BRIDGECORP – 18 MONTHS ON
Whilst the legal environment for directors and officers continues to evolve and much of the focus, correctly so, remains on issues such as bribery, the Foreign and Corrupt Practices Act and exposure to cyber crime, the Bridgecorp decision continues to play out in New Zealand and Australia, creating ongoing difficulties for directors and officers.

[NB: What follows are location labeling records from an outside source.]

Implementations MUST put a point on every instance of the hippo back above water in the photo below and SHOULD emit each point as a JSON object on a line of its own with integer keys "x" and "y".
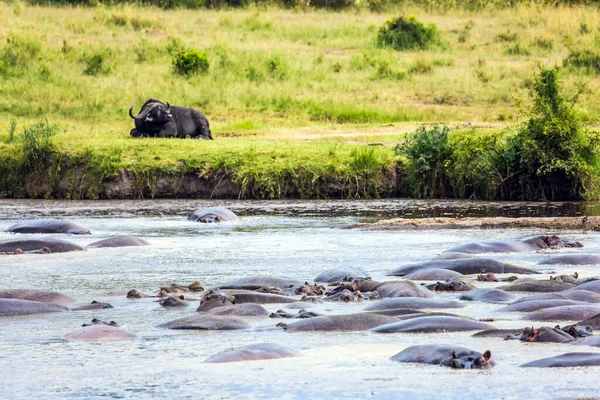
{"x": 213, "y": 214}
{"x": 48, "y": 226}
{"x": 509, "y": 246}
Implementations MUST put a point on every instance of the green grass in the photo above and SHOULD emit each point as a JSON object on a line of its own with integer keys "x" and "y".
{"x": 289, "y": 94}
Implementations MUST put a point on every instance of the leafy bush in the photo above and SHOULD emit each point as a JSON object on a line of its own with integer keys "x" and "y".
{"x": 406, "y": 34}
{"x": 428, "y": 153}
{"x": 191, "y": 62}
{"x": 586, "y": 60}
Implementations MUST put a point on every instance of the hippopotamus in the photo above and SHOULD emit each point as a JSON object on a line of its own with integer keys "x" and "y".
{"x": 509, "y": 246}
{"x": 465, "y": 266}
{"x": 431, "y": 324}
{"x": 120, "y": 241}
{"x": 545, "y": 334}
{"x": 94, "y": 305}
{"x": 488, "y": 295}
{"x": 260, "y": 281}
{"x": 206, "y": 322}
{"x": 546, "y": 286}
{"x": 567, "y": 360}
{"x": 31, "y": 245}
{"x": 446, "y": 356}
{"x": 341, "y": 274}
{"x": 263, "y": 351}
{"x": 451, "y": 285}
{"x": 42, "y": 296}
{"x": 572, "y": 259}
{"x": 413, "y": 303}
{"x": 564, "y": 313}
{"x": 10, "y": 307}
{"x": 174, "y": 301}
{"x": 100, "y": 332}
{"x": 432, "y": 274}
{"x": 241, "y": 310}
{"x": 535, "y": 305}
{"x": 213, "y": 214}
{"x": 401, "y": 289}
{"x": 339, "y": 323}
{"x": 48, "y": 226}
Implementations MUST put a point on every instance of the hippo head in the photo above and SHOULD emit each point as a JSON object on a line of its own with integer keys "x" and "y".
{"x": 480, "y": 361}
{"x": 210, "y": 218}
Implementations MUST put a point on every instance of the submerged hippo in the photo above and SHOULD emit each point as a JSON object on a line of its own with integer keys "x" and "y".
{"x": 567, "y": 360}
{"x": 509, "y": 246}
{"x": 206, "y": 322}
{"x": 263, "y": 351}
{"x": 48, "y": 226}
{"x": 31, "y": 245}
{"x": 10, "y": 307}
{"x": 213, "y": 214}
{"x": 465, "y": 266}
{"x": 339, "y": 323}
{"x": 42, "y": 296}
{"x": 100, "y": 332}
{"x": 120, "y": 241}
{"x": 447, "y": 356}
{"x": 432, "y": 324}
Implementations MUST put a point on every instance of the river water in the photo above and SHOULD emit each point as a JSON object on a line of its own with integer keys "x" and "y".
{"x": 293, "y": 239}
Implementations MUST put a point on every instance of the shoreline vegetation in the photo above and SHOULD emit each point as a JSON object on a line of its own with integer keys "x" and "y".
{"x": 303, "y": 102}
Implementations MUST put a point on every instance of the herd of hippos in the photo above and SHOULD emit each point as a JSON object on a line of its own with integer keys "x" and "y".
{"x": 394, "y": 306}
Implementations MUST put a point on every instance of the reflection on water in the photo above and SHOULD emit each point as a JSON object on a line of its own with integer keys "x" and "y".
{"x": 295, "y": 239}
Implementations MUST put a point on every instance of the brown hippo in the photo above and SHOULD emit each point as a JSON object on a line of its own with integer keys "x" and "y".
{"x": 10, "y": 307}
{"x": 339, "y": 323}
{"x": 413, "y": 303}
{"x": 42, "y": 296}
{"x": 206, "y": 322}
{"x": 120, "y": 241}
{"x": 432, "y": 324}
{"x": 446, "y": 356}
{"x": 401, "y": 289}
{"x": 100, "y": 332}
{"x": 566, "y": 360}
{"x": 241, "y": 310}
{"x": 488, "y": 296}
{"x": 34, "y": 245}
{"x": 509, "y": 246}
{"x": 263, "y": 351}
{"x": 48, "y": 226}
{"x": 564, "y": 313}
{"x": 213, "y": 214}
{"x": 465, "y": 266}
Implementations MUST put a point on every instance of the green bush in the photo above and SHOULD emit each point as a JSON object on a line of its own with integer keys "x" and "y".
{"x": 428, "y": 153}
{"x": 191, "y": 62}
{"x": 406, "y": 34}
{"x": 586, "y": 60}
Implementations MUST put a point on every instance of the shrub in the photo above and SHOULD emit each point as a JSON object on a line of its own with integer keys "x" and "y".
{"x": 191, "y": 62}
{"x": 427, "y": 152}
{"x": 586, "y": 60}
{"x": 406, "y": 34}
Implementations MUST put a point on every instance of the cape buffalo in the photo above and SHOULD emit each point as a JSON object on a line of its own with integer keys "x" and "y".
{"x": 158, "y": 119}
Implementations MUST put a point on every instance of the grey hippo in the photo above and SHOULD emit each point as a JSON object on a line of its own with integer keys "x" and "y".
{"x": 263, "y": 351}
{"x": 119, "y": 241}
{"x": 509, "y": 246}
{"x": 465, "y": 266}
{"x": 27, "y": 245}
{"x": 213, "y": 214}
{"x": 446, "y": 356}
{"x": 567, "y": 360}
{"x": 48, "y": 226}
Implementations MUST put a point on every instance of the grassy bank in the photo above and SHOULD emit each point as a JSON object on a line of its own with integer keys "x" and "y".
{"x": 293, "y": 97}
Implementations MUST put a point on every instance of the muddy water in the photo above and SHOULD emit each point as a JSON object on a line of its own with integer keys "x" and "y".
{"x": 293, "y": 239}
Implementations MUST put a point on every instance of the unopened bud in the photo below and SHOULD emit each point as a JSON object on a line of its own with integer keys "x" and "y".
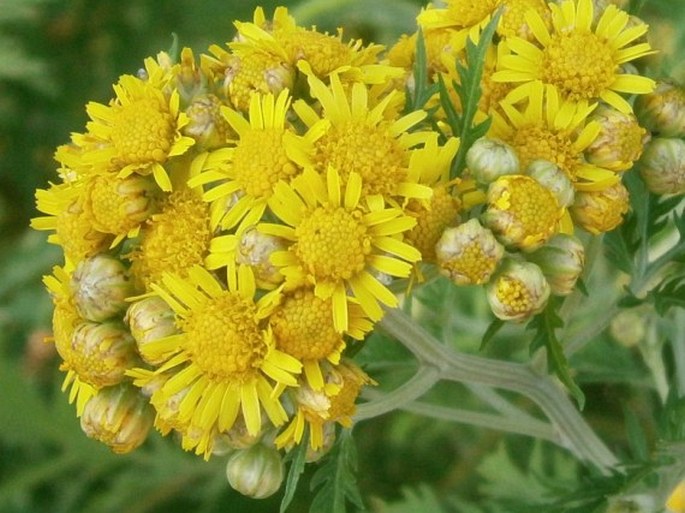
{"x": 600, "y": 211}
{"x": 101, "y": 285}
{"x": 488, "y": 159}
{"x": 620, "y": 140}
{"x": 256, "y": 472}
{"x": 119, "y": 417}
{"x": 663, "y": 166}
{"x": 552, "y": 178}
{"x": 255, "y": 249}
{"x": 521, "y": 212}
{"x": 518, "y": 291}
{"x": 101, "y": 353}
{"x": 561, "y": 260}
{"x": 663, "y": 110}
{"x": 150, "y": 319}
{"x": 468, "y": 254}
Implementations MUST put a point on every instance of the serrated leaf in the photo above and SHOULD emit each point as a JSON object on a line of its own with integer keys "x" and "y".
{"x": 336, "y": 480}
{"x": 297, "y": 458}
{"x": 545, "y": 325}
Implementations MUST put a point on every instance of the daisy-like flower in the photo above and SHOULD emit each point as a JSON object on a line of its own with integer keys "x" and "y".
{"x": 223, "y": 359}
{"x": 361, "y": 140}
{"x": 555, "y": 130}
{"x": 138, "y": 132}
{"x": 268, "y": 150}
{"x": 317, "y": 409}
{"x": 303, "y": 328}
{"x": 340, "y": 241}
{"x": 582, "y": 61}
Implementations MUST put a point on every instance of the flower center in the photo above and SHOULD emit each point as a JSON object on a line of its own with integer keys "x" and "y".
{"x": 175, "y": 239}
{"x": 260, "y": 161}
{"x": 370, "y": 151}
{"x": 537, "y": 142}
{"x": 143, "y": 131}
{"x": 332, "y": 243}
{"x": 431, "y": 221}
{"x": 303, "y": 327}
{"x": 579, "y": 64}
{"x": 223, "y": 338}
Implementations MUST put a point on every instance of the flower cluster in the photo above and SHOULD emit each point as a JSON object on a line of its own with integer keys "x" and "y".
{"x": 231, "y": 224}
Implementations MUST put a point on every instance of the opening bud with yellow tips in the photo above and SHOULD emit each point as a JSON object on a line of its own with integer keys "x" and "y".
{"x": 469, "y": 253}
{"x": 101, "y": 285}
{"x": 119, "y": 417}
{"x": 488, "y": 159}
{"x": 663, "y": 110}
{"x": 663, "y": 166}
{"x": 561, "y": 260}
{"x": 518, "y": 291}
{"x": 600, "y": 211}
{"x": 256, "y": 472}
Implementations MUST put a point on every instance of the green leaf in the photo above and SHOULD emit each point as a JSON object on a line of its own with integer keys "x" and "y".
{"x": 545, "y": 325}
{"x": 336, "y": 478}
{"x": 469, "y": 91}
{"x": 297, "y": 458}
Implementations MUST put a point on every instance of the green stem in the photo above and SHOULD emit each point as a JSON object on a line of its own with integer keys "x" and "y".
{"x": 574, "y": 433}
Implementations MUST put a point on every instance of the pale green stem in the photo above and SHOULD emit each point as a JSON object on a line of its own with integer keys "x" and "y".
{"x": 530, "y": 427}
{"x": 574, "y": 432}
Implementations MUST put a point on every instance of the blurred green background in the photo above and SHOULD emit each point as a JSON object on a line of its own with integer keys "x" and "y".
{"x": 55, "y": 55}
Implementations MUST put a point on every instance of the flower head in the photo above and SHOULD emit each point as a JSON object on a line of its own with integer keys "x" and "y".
{"x": 581, "y": 61}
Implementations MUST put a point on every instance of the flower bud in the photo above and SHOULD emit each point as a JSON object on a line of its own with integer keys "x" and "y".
{"x": 101, "y": 285}
{"x": 552, "y": 178}
{"x": 101, "y": 353}
{"x": 663, "y": 110}
{"x": 561, "y": 260}
{"x": 119, "y": 417}
{"x": 518, "y": 291}
{"x": 620, "y": 140}
{"x": 488, "y": 159}
{"x": 207, "y": 125}
{"x": 469, "y": 253}
{"x": 119, "y": 205}
{"x": 521, "y": 212}
{"x": 150, "y": 319}
{"x": 255, "y": 249}
{"x": 663, "y": 166}
{"x": 600, "y": 211}
{"x": 256, "y": 472}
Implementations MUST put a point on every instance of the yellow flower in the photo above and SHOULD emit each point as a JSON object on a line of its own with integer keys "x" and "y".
{"x": 267, "y": 151}
{"x": 361, "y": 140}
{"x": 303, "y": 328}
{"x": 340, "y": 242}
{"x": 581, "y": 62}
{"x": 137, "y": 132}
{"x": 318, "y": 409}
{"x": 555, "y": 130}
{"x": 223, "y": 359}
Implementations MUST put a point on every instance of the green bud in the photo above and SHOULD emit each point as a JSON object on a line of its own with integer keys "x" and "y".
{"x": 150, "y": 319}
{"x": 119, "y": 417}
{"x": 552, "y": 178}
{"x": 256, "y": 472}
{"x": 101, "y": 285}
{"x": 561, "y": 260}
{"x": 468, "y": 254}
{"x": 101, "y": 353}
{"x": 518, "y": 291}
{"x": 488, "y": 159}
{"x": 663, "y": 166}
{"x": 663, "y": 110}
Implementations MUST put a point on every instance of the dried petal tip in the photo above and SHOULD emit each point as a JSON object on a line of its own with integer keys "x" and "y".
{"x": 488, "y": 159}
{"x": 256, "y": 472}
{"x": 518, "y": 291}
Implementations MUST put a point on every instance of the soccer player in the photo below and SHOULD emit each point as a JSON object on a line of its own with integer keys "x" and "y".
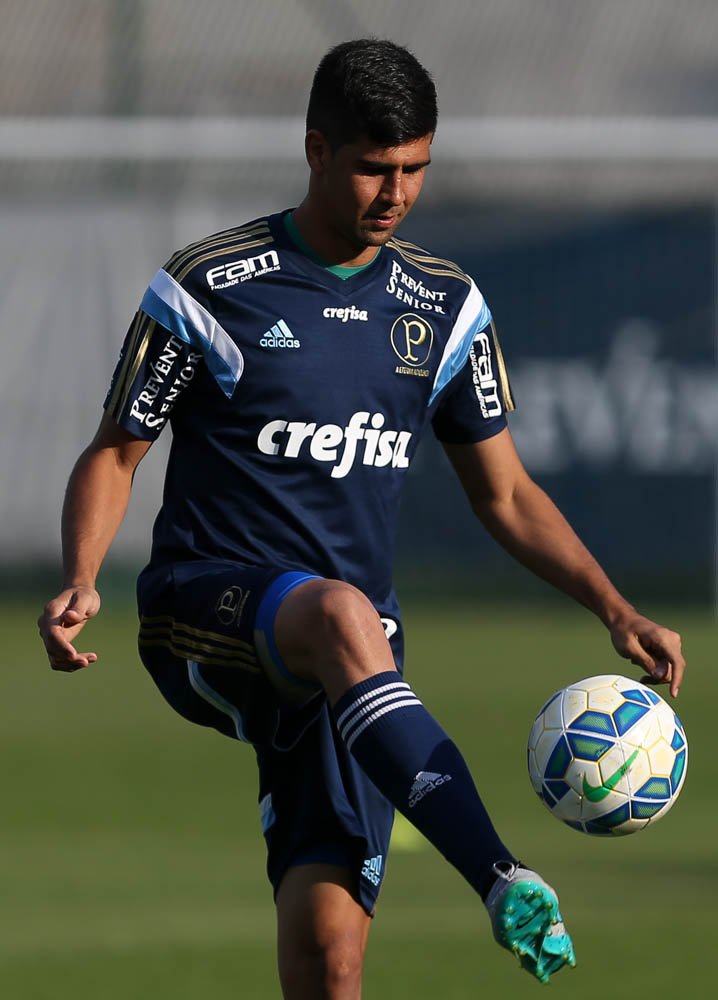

Bridgecorp concerned a dispute over whether former directors of the Bridgecorp group of companies could obtain an advancement of their defence costs under the companies’ D&O policy, in circumstances where those directors faced potential third party civil claims significantly in excess of the D&O policy limit. The policy, like most D&O policies within the insurance market, aggregated cover for liability and defence costs. As the entire limit of the policy could be required to meet an award of damages in respect of the potential civil claims, the Court ruled that the whole “insurance fund” was subject to a statutory charge created by Section 9 of the Law Reform Act 1936 (NZ) in favour of the claimant directors. This meant that the insurer was obliged to preserve the insurance fund for the claim and the directors were unable to draw upon it for the advancement of defence costs to meet their defence costs.
With similar state-based laws existing in Australia, it raises the question: how will the Australian environment develop?
Eighteen months have now passed since the Bridgecorp decision was handed down and we have seen a number of developments in both Australia and New Zealand in that time.
Charges have been asserted over the proceeds of a number of D&O policies in New Zealand, including a D&O policy held by failed carpet maker Feltex. Indemnity was sought under the policy when Feltex directors faced claims from former shareholders of the company alleging that Feltex’s 2004 IPO prospectus contained misleading information.